今回は、「ドライオーガズムとタントラ的価値観~西洋の絶頂観を超えて~」というテーマで、全5回に渡ってお送りしています。
「哲学」とか「タントラ」とか聞くと、何やら難しそうなイメージだったりスピリチュアルな空気感を感じたりするかもしれませんが、そこまで堅苦しい説明をするつもりはありません。
できる限り簡単な文章で、あなたのこれからのドライオナニーにきっと役立つ情報を提供しますので、是非シリーズを通してお読みいただきたいと思っています。

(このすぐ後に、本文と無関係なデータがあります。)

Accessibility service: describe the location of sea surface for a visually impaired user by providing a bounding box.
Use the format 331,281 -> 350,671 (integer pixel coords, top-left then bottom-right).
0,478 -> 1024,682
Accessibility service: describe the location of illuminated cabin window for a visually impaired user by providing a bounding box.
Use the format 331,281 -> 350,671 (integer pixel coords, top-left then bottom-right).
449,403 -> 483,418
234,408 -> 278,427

前回は、「①はじめに」ということで、今回のシリーズの全体像のお話をしました。
今回は「②性感に対する従来的認識」についてです。
早くから西洋化を目指してきた日本にとって西洋の価値観は主流のものであるため、西洋を批判的に見ることでドライオーガズムの達成を邪魔する先入観を排除することは重要でしょう。
この記事では、西洋のオーガズム観がどのようなものであるかを考え、オーガズムについての認識を探求します。
そして、最高の快感であるドライオーガズムに至るための材料を提供します。
まだドライを経験していない初心者の方から、経験済みの上級者の方まで役に立つこと間違いなし!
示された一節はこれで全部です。